# FFFG Triple seven??



## goosefreak (Aug 20, 2009)

I drew a Wasatch Muzzy Elk tag and I don’t have enough BH powder or Bullets that I normally shoot due to availability issues.
I’ll be using my CVA Accura V2 .50 with the Barnes 250gr TMZ. Of which I have tons of.

Since I can’t get any Black Horn and I don’t want to risk waiting and never finding any, I was gonna try the Triple seven FFFG loose powder but, it’s new to me. Can anyone educate me on shooting FFFG T7 with a 250gr bullet out of a .50 Cal??
I want to shoot the 250gr as fast as I can without loosing accuracy.
Iv always measured my BH by weight on a scale, can I do that with FFFG or just volume scale? (Without sacrificing accuracy)
I shoot the Federal 209A primers.

just a 200yrd gun but, pushing the 250 solid copper bullet accurate, hard and fast! (Oh baby)

FFG vs FFFG ?

My “OLD” load WAS a 290gr TMZ with 110 of BH….

(Picture for Attention)


----------



## KineKilla (Jan 28, 2011)

I could sell you a bottle of BH209. I have a couple spares and didn't draw my MZ tag this year.
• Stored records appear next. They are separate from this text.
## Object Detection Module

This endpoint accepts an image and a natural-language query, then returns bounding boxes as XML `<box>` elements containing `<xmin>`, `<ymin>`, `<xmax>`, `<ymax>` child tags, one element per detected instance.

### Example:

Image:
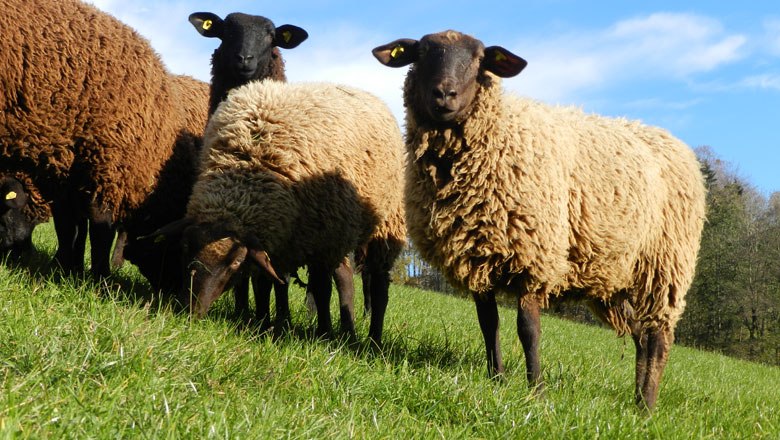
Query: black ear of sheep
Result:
<box><xmin>274</xmin><ymin>24</ymin><xmax>309</xmax><ymax>49</ymax></box>
<box><xmin>0</xmin><ymin>179</ymin><xmax>27</xmax><ymax>209</ymax></box>
<box><xmin>189</xmin><ymin>12</ymin><xmax>224</xmax><ymax>38</ymax></box>
<box><xmin>137</xmin><ymin>217</ymin><xmax>195</xmax><ymax>242</ymax></box>
<box><xmin>482</xmin><ymin>46</ymin><xmax>528</xmax><ymax>78</ymax></box>
<box><xmin>371</xmin><ymin>38</ymin><xmax>419</xmax><ymax>67</ymax></box>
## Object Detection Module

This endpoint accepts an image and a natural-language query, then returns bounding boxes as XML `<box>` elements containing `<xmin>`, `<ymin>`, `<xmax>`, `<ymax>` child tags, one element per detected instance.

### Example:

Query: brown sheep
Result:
<box><xmin>373</xmin><ymin>31</ymin><xmax>705</xmax><ymax>408</ymax></box>
<box><xmin>0</xmin><ymin>0</ymin><xmax>205</xmax><ymax>276</ymax></box>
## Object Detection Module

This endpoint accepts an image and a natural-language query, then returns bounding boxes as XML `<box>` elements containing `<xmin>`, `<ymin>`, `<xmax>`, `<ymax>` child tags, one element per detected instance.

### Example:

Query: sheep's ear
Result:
<box><xmin>0</xmin><ymin>179</ymin><xmax>27</xmax><ymax>209</ymax></box>
<box><xmin>190</xmin><ymin>12</ymin><xmax>224</xmax><ymax>38</ymax></box>
<box><xmin>137</xmin><ymin>217</ymin><xmax>195</xmax><ymax>243</ymax></box>
<box><xmin>247</xmin><ymin>248</ymin><xmax>285</xmax><ymax>284</ymax></box>
<box><xmin>482</xmin><ymin>46</ymin><xmax>528</xmax><ymax>78</ymax></box>
<box><xmin>371</xmin><ymin>38</ymin><xmax>419</xmax><ymax>67</ymax></box>
<box><xmin>274</xmin><ymin>24</ymin><xmax>309</xmax><ymax>49</ymax></box>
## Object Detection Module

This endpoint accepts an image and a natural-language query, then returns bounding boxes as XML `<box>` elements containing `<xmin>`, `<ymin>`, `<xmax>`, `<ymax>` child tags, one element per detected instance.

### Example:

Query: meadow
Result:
<box><xmin>0</xmin><ymin>224</ymin><xmax>780</xmax><ymax>439</ymax></box>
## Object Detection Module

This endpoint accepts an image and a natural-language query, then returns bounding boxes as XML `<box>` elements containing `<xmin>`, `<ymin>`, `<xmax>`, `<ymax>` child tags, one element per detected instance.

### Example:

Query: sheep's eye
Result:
<box><xmin>230</xmin><ymin>258</ymin><xmax>244</xmax><ymax>270</ymax></box>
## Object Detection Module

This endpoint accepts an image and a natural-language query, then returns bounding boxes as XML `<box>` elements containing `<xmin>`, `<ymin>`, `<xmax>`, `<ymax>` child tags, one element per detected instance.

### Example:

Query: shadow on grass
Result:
<box><xmin>2</xmin><ymin>249</ymin><xmax>485</xmax><ymax>378</ymax></box>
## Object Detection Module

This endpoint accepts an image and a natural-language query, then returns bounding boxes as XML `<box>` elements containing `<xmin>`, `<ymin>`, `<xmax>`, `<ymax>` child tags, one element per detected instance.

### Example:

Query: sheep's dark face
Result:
<box><xmin>0</xmin><ymin>177</ymin><xmax>34</xmax><ymax>253</ymax></box>
<box><xmin>189</xmin><ymin>12</ymin><xmax>308</xmax><ymax>84</ymax></box>
<box><xmin>373</xmin><ymin>31</ymin><xmax>526</xmax><ymax>123</ymax></box>
<box><xmin>219</xmin><ymin>13</ymin><xmax>276</xmax><ymax>80</ymax></box>
<box><xmin>181</xmin><ymin>225</ymin><xmax>247</xmax><ymax>318</ymax></box>
<box><xmin>411</xmin><ymin>33</ymin><xmax>485</xmax><ymax>122</ymax></box>
<box><xmin>181</xmin><ymin>222</ymin><xmax>283</xmax><ymax>318</ymax></box>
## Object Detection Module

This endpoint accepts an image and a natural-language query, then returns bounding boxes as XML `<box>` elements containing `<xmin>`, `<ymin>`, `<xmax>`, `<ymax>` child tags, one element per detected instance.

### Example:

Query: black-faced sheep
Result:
<box><xmin>0</xmin><ymin>173</ymin><xmax>51</xmax><ymax>258</ymax></box>
<box><xmin>373</xmin><ymin>31</ymin><xmax>705</xmax><ymax>408</ymax></box>
<box><xmin>0</xmin><ymin>0</ymin><xmax>205</xmax><ymax>275</ymax></box>
<box><xmin>117</xmin><ymin>75</ymin><xmax>209</xmax><ymax>294</ymax></box>
<box><xmin>189</xmin><ymin>12</ymin><xmax>354</xmax><ymax>334</ymax></box>
<box><xmin>154</xmin><ymin>80</ymin><xmax>405</xmax><ymax>343</ymax></box>
<box><xmin>189</xmin><ymin>12</ymin><xmax>309</xmax><ymax>114</ymax></box>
Sent from my SM-N976U using Tapatalk


----------



## CPAjeff (Dec 20, 2014)

Congrats on the tag!! To your OP - I don’t have any experience with that powder, but I’ve got a bottle of BH about 75% full. More than happy to give you some!


----------



## BPturkeys (Sep 13, 2007)

FFFG powder is typically used in pistols and smaller caliber rifles. FFG is a more appropriate powder for rifle 50cal and larger firfles.
If you must use FFFG I would cut the load back. 
Best of all would be to find some FFG powder and use your old load. Lots pf Pyrodex out there. It shoots a little dirty but will give your pretty good accuracy.
Black powder guns are quite forgiving but I think you will find you get much better results using FFG powder.


----------



## DallanC (Jan 13, 2009)

FFF is roughly 10% hotter than FF. Same with Pyrodex RS vs P. It has different burn rate characteristics as well. Some rifles can get tighter groups swapping over... but you really need to be careful here, and work up loads over a chronograph.

IMO stick with FF / RS.

-DallanC


----------



## BPturkeys (Sep 13, 2007)

DallanC said:


> FFF is roughly 10% hotter than FF. Same with Pyrodex RS vs P. It has different burn rate characteristics as well. Some rifles can get tighter groups swapping over... but you really need to be careful here, and work up loads over a chronograph.
> 
> IMO stick with FF / RS.
> 
> -DallanC


Absolutely. It's all about burn rate just as with modern propellants black powders burn at different rates not only due to the size of the granules but the composition of the actual black powder itself. Different charcoals that is charcoal made from different types of wood is the primary affectent in regards to the burn rate of black powders. At any rate do as Dallan said and cut back on your loads if you use any fffg equivalent powder by any manufacturer.


----------



## goosefreak (Aug 20, 2009)

Thanks guys for the education on 3FG! Kinekilla hooked me up with some BH 209 and I was able to get another bottle from another friend. I got the low down on 6 more bottles from out of state I’m gonna try and get my hands on if I’m lucky. Better stock up when you can!

CPAjeff, thanks for the offer! Keep it though. I saved you number..


----------